The July 17 session had soybeans trading in a range from 15.25 cents down to 16.5 cents up before closing unchanged. The market is extremely overbought and saw investors taking some profits. Commercial traders continue to grow more bullish because of longer-term global supply concerns, as indicated by the strengthening inverse in futures spreads. The forecast remains threatening over the next two weeks, making further reductions in crop conditions likely. Traders think USDA yield projections may be too high.

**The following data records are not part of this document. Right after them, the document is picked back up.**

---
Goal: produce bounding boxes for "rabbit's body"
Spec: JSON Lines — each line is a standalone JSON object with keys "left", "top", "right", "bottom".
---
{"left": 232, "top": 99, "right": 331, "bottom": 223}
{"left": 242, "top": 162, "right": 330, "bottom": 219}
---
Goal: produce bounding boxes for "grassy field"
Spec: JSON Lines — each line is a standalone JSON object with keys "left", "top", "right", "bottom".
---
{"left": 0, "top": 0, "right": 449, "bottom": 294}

Soybeans traded mixed through the first portion of the session July 18 before a late rally led to a new contract high at $16.22 and a sharply higher close. July 19 saw a new all-time high overnight and another sharply higher close. Weather remains the primary factor, as the next month is the most important weather period for soybean development, and the July 19 30-day forecast remains hot and dry, supporting the early gains. Yield is expected to continue to drop, with global supplies already at a critical level. A sale of 112,000 metric tons of new-crop soybeans to the United Kingdom was announced on July 19. The July 19 export sales report was neutral, coming in within expectations.
USDA reported barley export inspections for the week ending July 13 at 4,000 bushels. Barley export sales pace for the week ending July 13 was estimated at 1.9 million bushels.
USDA’s weekly crop condition rating report estimated the U.S. barley crop at 60 percent good to excellent, 29 percent fair and 11 percent poor to very poor, a decrease of 4 percent. Barley heading was at 95 percent, compared with 82 percent the previous week and 73 percent for the five-year average.
Cash barley bids in Minneapolis increased slightly last week, putting feed barley bids at $6 per bushel, while malting barley bids remained at $7.10.
USDA estimated durum export shipments pace for the week ending July 13 at 93,000 bushels. There were no durum export sales reported. As of July 15, North Dakota’s durum crop was estimated at 66 percent good to excellent, 28 percent fair and 6 percent poor to very poor.
July 19 cash bids for milling quality durum were at $8 per bushel in Berthold, N.D., while Dickinson, N.D., bids were at $8.40.
Canola futures on the Winnipeg, Manitoba, exchange closed the week ending July 19 with about $11 (Canadian) gains. Canola traded with strong gains to start and end the week, but struggled during the middle of the week. The canola market was supported by strength from a stronger palm oil market, as well as from spill over strength from the U.S. soybean complex. Commercial demand remains strong because of export pricing. Gains were kept in check by prospects for a large crop out of western Canada.
As of July 15, North Dakota’s canola crop was estimated at 76 percent good to excellent, 20 percent fair and 4 percent poor to very poor.
July 19 cash canola bids in Velva, N.D., were at $27.25 per hundredweight.
As of July 15, North Dakota’s sunflower crop was estimated at 70 percent good to excellent, 28 percent fair and 2 percent poor to very poor. Soybean oil export sales pace for the week ending July 13 was estimated at 20.3 trillion metric tons, with 14.3 trillion being old crop and 6 trillion being new crop. This brings the year-to-date total to 537.3 trillion metric tons, compared with last year’s 1,263.3 trillion.
July 19 cash sunflower bids in Fargo, N.D., were at $23.60 per hundredweight.